(LAG Hamm, Beschl. v. 27.9.2022 – 10 Sa 229/22) • Syndikusrechtsanwälte, die für einen als Prozessvertreter der Partei bevollmächtigten Verband nach außen hin erkennbar im Rechtsverkehr als Syndikusrechtsanwälte auftreten, haben bei Ausübung dieser Tätigkeit die Pflicht zur Nutzung des elektronischen Rechtsverkehrs gem. § 46g ArbGG durch Einsatz des für sie in dieser Eigenschaft persönlich eingerichteten beA. Syndikusrechtsanwälte stellen die einen Schriftsatz zu verantwortende Person i.S.d. § 46c Abs. 3 S. 1 Var. 2 ArbGG dar. Unerheblich ist hierbei, dass Prozessvertreter der Partei der Verband ist, bei dem Erstere angestellt sind. Die Einrichtung eines separaten beA als sicheren Übermittlungswegs durch den Gesetzgeber wäre überflüssig, sofern Syndikusrechtsanwälte für die einzige Tätigkeit, die sie nach außen erbringen dürfen, gar keine „verantwortende Person” i.S.d. § 46c Abs. 3 S. 1 Var. 2 ArbGG darstellen könnten.

ZAP EN-Nr. 711/2022

Anmerkung: In dieser Sache wurde die Revisionsbeschwerde zugelassen, weil es unterschiedliche Auffassungen darüber gibt, ob ein Syndikusrechtsanwalt eines Arbeitgeberverbandes sein beA für die Tätigkeit des Verbandes nutzen muss.

Im vorliegenden Fall wurde vorab per Telefax und später per Originalschriftsatz Berufung beim LAG Hamm eingelegt. Ein elektronischer Eingang der Berufung auf sicherem Übermittlungsweg per beA erfolgte nicht. Auch die Berufungsbegründung wurde nicht per beA eingereicht.

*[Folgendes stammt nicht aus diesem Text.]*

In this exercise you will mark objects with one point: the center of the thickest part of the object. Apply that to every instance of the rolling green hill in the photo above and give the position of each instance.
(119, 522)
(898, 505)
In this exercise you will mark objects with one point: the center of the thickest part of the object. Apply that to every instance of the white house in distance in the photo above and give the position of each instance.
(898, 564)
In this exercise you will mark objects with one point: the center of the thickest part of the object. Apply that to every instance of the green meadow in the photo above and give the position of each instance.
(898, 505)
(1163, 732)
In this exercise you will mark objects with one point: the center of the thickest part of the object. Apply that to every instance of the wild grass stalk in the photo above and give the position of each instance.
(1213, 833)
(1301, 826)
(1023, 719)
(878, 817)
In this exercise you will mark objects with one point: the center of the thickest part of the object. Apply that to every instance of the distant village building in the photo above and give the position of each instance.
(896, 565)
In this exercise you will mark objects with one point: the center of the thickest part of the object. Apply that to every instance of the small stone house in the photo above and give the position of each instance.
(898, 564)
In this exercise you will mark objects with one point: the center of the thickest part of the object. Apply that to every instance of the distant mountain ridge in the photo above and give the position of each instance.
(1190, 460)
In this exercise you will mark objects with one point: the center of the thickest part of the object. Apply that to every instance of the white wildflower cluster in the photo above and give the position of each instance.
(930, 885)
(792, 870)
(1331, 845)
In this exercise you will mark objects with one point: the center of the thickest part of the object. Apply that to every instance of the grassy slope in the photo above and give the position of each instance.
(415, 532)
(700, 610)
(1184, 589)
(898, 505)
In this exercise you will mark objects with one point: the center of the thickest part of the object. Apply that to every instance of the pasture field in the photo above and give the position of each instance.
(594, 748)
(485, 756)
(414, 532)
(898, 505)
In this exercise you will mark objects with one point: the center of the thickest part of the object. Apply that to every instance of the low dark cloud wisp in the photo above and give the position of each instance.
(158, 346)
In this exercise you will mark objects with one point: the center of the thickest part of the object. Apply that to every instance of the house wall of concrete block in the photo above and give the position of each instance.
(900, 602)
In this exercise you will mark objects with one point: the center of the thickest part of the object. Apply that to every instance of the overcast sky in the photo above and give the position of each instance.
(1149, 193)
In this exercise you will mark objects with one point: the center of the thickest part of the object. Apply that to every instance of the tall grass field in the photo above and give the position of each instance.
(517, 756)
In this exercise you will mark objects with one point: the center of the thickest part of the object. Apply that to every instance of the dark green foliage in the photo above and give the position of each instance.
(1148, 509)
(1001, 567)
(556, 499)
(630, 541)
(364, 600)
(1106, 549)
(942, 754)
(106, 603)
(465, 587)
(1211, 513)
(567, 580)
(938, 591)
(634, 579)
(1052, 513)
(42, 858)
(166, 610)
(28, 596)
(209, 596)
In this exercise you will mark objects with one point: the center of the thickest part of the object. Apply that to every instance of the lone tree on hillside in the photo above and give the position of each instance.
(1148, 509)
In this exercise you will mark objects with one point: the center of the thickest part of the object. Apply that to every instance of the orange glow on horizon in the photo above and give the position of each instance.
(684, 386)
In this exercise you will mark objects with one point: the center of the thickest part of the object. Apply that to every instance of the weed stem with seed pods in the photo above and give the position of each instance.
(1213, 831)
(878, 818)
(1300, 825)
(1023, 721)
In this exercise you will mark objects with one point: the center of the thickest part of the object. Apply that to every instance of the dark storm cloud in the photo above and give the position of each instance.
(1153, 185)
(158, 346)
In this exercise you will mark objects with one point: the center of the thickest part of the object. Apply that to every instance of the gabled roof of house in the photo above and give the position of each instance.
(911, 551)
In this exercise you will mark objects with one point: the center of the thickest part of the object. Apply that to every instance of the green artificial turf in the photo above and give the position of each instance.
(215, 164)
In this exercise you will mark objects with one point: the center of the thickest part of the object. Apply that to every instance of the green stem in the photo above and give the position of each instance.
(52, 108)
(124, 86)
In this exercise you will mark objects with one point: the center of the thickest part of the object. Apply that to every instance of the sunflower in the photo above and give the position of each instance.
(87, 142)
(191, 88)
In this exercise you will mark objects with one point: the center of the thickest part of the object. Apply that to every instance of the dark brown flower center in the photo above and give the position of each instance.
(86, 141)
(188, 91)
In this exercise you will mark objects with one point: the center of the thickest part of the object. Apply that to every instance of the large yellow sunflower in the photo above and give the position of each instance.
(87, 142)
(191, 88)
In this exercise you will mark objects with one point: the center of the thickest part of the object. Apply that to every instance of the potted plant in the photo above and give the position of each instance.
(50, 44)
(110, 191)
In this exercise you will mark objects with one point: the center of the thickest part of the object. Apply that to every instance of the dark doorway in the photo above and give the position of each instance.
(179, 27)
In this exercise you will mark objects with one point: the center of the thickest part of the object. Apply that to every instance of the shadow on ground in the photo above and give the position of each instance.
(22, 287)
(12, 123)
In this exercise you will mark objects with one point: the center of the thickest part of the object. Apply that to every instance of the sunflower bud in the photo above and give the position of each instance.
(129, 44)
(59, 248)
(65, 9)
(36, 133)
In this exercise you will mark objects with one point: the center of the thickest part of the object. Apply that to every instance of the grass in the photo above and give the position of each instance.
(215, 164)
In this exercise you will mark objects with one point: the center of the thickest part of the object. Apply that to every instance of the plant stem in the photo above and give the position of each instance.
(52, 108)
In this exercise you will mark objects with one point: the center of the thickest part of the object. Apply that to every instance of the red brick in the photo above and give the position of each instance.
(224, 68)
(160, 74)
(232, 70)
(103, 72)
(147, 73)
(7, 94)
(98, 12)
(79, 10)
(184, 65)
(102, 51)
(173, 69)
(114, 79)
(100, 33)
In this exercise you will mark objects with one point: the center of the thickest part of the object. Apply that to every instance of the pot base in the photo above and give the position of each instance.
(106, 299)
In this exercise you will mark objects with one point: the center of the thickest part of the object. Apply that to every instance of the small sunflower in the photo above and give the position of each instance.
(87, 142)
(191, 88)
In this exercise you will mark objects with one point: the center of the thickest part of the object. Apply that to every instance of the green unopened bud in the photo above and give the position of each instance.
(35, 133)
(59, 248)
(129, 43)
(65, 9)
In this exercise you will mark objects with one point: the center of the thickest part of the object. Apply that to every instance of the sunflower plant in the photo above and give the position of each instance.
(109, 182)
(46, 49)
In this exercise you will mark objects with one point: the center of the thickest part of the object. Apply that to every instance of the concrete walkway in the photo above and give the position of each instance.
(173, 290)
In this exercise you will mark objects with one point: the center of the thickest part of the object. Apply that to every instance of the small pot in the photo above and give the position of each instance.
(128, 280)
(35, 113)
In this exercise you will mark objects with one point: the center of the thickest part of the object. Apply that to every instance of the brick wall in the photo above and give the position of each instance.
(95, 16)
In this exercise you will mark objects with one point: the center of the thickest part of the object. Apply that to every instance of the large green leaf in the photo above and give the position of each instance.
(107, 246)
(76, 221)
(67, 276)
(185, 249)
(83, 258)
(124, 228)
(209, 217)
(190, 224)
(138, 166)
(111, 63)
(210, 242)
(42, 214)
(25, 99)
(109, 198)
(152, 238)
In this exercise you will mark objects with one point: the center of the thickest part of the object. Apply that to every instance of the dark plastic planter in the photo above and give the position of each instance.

Zunächst unterbreitete das Gericht den Parteien einen Vergleichsvorschlag und verwies auf die ungeklärte Problematik der aktiven Nutzungspflicht des Elektronischen Rechtsverkehrs für die als Vertreter des Arbeitgeberverbandes auftretenden Syndikusanwälte. Nachdem ein Vergleich nicht zustande kam, wies das LAG darauf hin, dass es zu der Rechtsauffassung neige, eine aktive Nutzungspflicht des elektronischen Rechtsverkehrs für Syndikusrechtsanwälte zu bejahen.

Anders hat das Arbeitsgericht Stuttgart entschieden (Beschl. v. 15.12.2021 – 4 BV 139/21). Es hatte eine durch die Syndikusanwältin per beA eingereichte Antragsrücknahme im Beschlussverfahren für rechtswirksam erachtet und daraufhin das Verfahren eingestellt.

Das LAG Hamm bezieht in seine Überlegungen auch verschiedene nachfolgende Verfahren ein und kommt zu der Auffassung, dass sich der gesetzgeberische Wille ableiten lasse, möglichst zügig und umfassend all diejenigen in den ERV einzubinden, für die ein sicherer Übermittlungsweg zur Verfügung steht. Da für den Syndikusanwalt ein beA eingerichtet sei, stehe ihm der sichere Übermittlungsweg offen. Eine Ausnahme seien Assessoren, denen die Möglichkeit der Einrichtung eines beA nicht offensteht, sodass sie diesen Übermittlungsweg nicht nutzen können. Trete ein Syndikusanwalt als solcher nach außen auf, so sei es auch nur folgerichtig, ihn auch den rechtsanwaltlichen Pflichten zu unterwerfen.